Nadie lo sabe bien, pero quizás podrá llegar un día en que la humanidad ame a sus semejantes con diáfano afecto en lugar de matar y destruir. Es una utopía, y aún así los nuevos descubrimientos de la ciencia abren esa esperanza.
Hace tiempo se descubrió una fórmula para crear un individuo. El genoma fue completado en la escritura del lenguaje químico y con un sinnúmero de de bases nitrogenadas, intentaron concebir la nueva raza. Al final un desvarío, una manera de jugar a ser el Dios de la invisible presencia, que los seres humanos buscan en lo resquicios que afloran en sus impaciencias agrietadas.
Quizás suceda todo lo contrario y nos destruiremos antes de lo previsto en un cataclismo que duraría unos segundos, no quedando ni una partícula de polvo.
Es sabido que lo largo de la tradición humana, si hubiéramos levantado una escalera de la tierra al cielo protector, hubiéramos llegado ya a las mismas portezuelas del nirvana, y una vez allí, preguntarle a Jehová si en verdad Él es Él o una perturbada invención de la angustiada quimera humana.
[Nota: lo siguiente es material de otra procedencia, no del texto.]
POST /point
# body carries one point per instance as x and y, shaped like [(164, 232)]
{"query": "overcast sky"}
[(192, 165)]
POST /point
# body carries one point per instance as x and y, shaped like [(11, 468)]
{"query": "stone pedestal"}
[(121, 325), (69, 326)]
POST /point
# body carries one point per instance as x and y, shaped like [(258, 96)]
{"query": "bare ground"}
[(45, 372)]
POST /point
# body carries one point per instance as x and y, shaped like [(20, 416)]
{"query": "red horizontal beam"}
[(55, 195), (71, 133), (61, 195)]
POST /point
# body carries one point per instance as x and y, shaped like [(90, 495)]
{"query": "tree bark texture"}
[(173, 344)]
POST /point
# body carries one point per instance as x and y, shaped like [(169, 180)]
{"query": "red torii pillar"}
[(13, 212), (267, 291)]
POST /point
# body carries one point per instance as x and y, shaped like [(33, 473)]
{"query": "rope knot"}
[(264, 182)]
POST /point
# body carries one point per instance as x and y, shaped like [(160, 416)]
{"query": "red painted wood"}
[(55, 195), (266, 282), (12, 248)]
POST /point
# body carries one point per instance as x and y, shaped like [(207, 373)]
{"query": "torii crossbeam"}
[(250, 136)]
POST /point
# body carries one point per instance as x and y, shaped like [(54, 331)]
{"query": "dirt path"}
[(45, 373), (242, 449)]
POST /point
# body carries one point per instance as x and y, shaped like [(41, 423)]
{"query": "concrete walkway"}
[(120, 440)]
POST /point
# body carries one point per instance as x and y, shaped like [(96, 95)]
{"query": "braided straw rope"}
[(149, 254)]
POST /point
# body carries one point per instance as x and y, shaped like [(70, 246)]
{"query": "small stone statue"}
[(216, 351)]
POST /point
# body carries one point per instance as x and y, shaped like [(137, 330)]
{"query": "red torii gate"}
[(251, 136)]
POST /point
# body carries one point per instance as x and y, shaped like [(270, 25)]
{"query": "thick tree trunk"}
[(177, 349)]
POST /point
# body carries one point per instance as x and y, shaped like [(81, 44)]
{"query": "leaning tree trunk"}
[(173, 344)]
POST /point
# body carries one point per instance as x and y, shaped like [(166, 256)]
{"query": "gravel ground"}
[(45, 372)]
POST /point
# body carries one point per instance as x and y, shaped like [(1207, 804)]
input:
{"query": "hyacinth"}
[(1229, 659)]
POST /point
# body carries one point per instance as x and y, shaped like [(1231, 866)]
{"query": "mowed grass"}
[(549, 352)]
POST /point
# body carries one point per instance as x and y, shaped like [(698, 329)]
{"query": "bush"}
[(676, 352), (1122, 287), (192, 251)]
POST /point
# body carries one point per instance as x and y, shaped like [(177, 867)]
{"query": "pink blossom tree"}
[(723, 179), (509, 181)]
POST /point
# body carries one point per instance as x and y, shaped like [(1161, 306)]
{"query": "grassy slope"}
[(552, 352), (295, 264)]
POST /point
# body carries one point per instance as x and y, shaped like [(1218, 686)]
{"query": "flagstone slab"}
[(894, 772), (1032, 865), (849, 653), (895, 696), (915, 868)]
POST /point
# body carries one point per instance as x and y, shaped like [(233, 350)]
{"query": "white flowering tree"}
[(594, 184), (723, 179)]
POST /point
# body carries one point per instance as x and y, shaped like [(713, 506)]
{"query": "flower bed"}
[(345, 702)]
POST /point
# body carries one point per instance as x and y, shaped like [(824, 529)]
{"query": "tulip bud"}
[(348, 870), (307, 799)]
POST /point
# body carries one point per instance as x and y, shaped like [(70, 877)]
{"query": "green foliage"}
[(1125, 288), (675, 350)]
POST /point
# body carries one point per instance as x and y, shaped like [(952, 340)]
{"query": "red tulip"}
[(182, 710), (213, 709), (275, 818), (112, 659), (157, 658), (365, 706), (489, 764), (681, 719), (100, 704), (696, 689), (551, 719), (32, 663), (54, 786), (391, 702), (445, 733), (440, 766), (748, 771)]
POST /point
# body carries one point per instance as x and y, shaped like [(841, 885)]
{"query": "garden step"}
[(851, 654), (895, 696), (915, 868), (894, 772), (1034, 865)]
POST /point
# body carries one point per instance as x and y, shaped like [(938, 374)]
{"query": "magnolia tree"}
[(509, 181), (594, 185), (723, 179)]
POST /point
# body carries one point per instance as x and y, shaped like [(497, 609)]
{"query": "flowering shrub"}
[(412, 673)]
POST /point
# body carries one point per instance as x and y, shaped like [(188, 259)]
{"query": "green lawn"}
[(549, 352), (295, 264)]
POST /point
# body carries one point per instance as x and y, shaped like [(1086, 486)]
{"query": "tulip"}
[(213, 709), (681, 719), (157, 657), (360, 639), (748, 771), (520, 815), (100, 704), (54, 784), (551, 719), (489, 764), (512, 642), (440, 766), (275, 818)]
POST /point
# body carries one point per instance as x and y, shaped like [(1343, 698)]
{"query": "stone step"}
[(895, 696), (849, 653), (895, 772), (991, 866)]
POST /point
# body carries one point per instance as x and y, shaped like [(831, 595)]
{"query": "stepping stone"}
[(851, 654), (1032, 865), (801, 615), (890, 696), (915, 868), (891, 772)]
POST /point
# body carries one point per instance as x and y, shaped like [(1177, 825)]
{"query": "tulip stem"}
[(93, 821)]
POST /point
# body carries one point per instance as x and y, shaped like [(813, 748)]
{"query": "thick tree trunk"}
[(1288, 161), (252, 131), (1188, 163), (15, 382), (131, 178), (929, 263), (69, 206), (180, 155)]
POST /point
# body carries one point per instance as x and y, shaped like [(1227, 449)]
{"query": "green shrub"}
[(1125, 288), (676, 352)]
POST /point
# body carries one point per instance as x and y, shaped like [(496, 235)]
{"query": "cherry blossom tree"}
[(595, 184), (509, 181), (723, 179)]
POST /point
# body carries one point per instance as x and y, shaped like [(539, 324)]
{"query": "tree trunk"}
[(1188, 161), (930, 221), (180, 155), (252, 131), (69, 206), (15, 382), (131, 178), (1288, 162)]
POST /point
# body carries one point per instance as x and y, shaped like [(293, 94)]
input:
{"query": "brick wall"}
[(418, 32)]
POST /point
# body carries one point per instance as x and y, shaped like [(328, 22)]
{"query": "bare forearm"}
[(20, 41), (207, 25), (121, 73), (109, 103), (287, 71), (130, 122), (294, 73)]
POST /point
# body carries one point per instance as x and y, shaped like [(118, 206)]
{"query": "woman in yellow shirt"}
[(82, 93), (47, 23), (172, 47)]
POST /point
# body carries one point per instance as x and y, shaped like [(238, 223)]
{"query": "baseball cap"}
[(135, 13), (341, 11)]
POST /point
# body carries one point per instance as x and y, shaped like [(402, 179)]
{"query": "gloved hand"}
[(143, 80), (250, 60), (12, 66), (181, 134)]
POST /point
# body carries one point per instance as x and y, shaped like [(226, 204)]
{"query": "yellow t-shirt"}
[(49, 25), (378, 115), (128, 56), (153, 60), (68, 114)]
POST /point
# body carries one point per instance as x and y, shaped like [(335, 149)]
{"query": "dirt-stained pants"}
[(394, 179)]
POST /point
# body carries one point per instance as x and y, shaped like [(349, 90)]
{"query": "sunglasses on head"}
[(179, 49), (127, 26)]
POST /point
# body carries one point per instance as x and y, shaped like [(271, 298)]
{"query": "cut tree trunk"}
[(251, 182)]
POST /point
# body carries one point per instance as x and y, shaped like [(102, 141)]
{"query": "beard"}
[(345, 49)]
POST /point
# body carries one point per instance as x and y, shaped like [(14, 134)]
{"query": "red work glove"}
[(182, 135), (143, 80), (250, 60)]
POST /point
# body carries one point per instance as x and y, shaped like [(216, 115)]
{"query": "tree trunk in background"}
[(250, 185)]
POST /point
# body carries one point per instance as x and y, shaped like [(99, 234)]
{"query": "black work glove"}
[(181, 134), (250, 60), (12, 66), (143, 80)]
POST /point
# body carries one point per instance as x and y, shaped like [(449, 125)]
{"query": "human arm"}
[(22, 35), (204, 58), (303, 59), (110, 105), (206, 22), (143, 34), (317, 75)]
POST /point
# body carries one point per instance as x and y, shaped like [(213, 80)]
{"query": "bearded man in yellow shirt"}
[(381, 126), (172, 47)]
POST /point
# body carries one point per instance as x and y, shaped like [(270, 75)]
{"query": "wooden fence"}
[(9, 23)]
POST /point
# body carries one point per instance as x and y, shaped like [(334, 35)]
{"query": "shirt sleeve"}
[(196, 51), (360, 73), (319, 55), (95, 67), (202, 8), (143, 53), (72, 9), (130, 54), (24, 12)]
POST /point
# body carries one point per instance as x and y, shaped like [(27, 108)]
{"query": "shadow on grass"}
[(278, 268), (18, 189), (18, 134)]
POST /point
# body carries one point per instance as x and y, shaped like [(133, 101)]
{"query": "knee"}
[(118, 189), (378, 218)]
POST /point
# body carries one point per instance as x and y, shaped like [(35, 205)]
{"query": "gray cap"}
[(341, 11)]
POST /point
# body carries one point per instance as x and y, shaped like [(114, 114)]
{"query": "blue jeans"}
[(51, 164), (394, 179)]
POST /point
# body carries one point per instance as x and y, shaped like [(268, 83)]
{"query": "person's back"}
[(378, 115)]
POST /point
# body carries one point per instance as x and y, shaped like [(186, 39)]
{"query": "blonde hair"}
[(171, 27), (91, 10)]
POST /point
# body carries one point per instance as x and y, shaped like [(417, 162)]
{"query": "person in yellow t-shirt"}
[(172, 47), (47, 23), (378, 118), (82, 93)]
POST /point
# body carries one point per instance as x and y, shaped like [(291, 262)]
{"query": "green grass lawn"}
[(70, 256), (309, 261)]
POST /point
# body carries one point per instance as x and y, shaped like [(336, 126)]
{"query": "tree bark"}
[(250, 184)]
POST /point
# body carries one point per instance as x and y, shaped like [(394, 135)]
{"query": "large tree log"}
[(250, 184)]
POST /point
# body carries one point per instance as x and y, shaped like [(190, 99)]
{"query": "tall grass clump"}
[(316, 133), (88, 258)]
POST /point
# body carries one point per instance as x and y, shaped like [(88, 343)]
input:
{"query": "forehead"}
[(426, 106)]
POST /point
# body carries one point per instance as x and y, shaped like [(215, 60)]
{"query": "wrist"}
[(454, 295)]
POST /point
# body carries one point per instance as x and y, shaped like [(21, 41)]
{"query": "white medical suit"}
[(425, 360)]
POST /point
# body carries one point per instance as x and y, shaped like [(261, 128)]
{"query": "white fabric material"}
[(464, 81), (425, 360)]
Si el Creador hablara –es silencioso- , conoceríamos la enorme verdad: somos una santa cruzada que tuvo el coraje de revelarnos ante la muerte injusta.
En ese mismo instante, el Todopoderoso sollozaría cual un niño y sabría que el hombre y la mujer han sido hechos, como El mismo, para toda la perpetuidad, y sobre esa tormenta de luminaria, la mujer habría sido la infalible revelación de la vida.